If you have fans all over the globe asking "What's the name of that starfish running the race?" you don't want them all calling a single phone line in Bikini Bottom--lines get jammed! Instead, station local "cache servers" in each continent who have the answer, so the questioner in Asia doesn't have to wait for a response from the US. Of course, if Patrick changes his name (to "RickPat" maybe?), you'll need a way to quickly tell every local cache, "Hey, flush that old name. Here's the new one." That's the challenge of geo-distributed caching.

Putting it all together

The caching evolution

  1. In-process cache
  • Perfect for simple, low-scale scenarios.
  • Lives and dies with your application process.
  1. Single node cache server
  • Centralized, easier to share across multiple app servers.
  • Beware of single point of failure.
  1. Clustered/partitioned cache
  • Horizontal scalability and better fault tolerance.
  • More nodes = more complexity in setup and maintenance.
  1. Geo-distributed caching
  • Minimizes global latency; high availability across regions.
  • Orchestration, data consistency, and cost can be significant.

Closing thoughts

Caching is the short-term memory of your system--fast, convenient, and cost-effective (when used wisely).

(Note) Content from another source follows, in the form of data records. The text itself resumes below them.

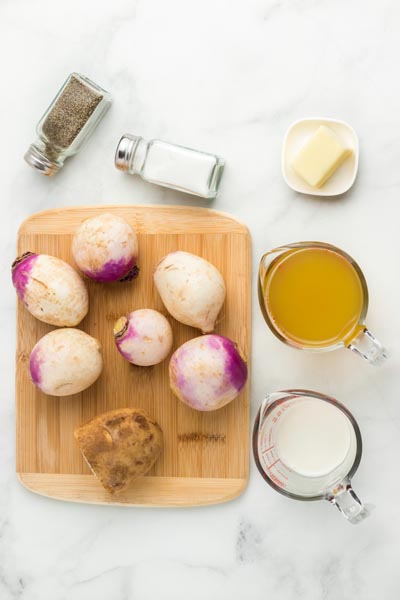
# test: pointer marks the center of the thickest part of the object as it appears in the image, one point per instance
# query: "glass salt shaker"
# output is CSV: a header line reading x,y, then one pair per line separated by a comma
x,y
67,123
171,166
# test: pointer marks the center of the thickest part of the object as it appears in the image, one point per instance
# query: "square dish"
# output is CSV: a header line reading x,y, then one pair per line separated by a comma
x,y
297,135
206,455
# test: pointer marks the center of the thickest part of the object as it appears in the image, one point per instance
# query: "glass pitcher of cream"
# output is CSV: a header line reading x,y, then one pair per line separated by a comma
x,y
314,297
307,446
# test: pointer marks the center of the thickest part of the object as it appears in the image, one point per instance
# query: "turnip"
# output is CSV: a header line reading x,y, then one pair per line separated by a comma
x,y
191,289
65,361
105,248
51,289
144,337
207,372
119,446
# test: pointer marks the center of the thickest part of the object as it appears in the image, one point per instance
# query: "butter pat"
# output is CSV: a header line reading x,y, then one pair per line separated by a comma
x,y
320,157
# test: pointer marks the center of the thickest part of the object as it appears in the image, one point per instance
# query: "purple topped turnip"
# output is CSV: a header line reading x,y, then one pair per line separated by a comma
x,y
207,372
51,289
191,289
105,248
65,362
144,337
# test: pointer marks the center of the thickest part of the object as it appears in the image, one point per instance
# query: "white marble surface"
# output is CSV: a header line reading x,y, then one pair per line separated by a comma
x,y
227,77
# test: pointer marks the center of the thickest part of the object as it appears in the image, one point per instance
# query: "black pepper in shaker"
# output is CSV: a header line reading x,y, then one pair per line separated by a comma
x,y
67,123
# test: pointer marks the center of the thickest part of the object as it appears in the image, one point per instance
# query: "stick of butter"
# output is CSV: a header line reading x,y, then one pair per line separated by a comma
x,y
320,157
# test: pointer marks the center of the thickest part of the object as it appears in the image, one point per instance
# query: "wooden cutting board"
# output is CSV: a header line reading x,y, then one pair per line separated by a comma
x,y
206,455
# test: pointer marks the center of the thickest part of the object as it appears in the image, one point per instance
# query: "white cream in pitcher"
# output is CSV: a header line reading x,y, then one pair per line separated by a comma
x,y
314,438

You don't start with a ten-story building when a tool shed might do. The same logic applies to caching strategies: pick the simplest possible design that meets your current needs, and only scale out when those needs inevitably grow.

  • If you're just beginning, in-process caching offers a quick win.
  • When you need multiple servers to share data or want persistence, add a single node cache server like Redis.
  • If traffic and data outgrow that setup, embrace cache clustering to handle higher throughput.
  • Finally, if you serve global audiences, geo-distributed caching ensures snappy response times and continued access even if one region is down.

Remember, each step up the caching ladder introduces extra complexity, cost, and operational overhead. So take it one stride at a time--just like Patrick, Sandy, Squidward, and the Sponge clones in the big race!

If you find yourself confused along the way, just remember the name you cached earlier: "Patrick Star". Because in caching, some things are just worth remembering.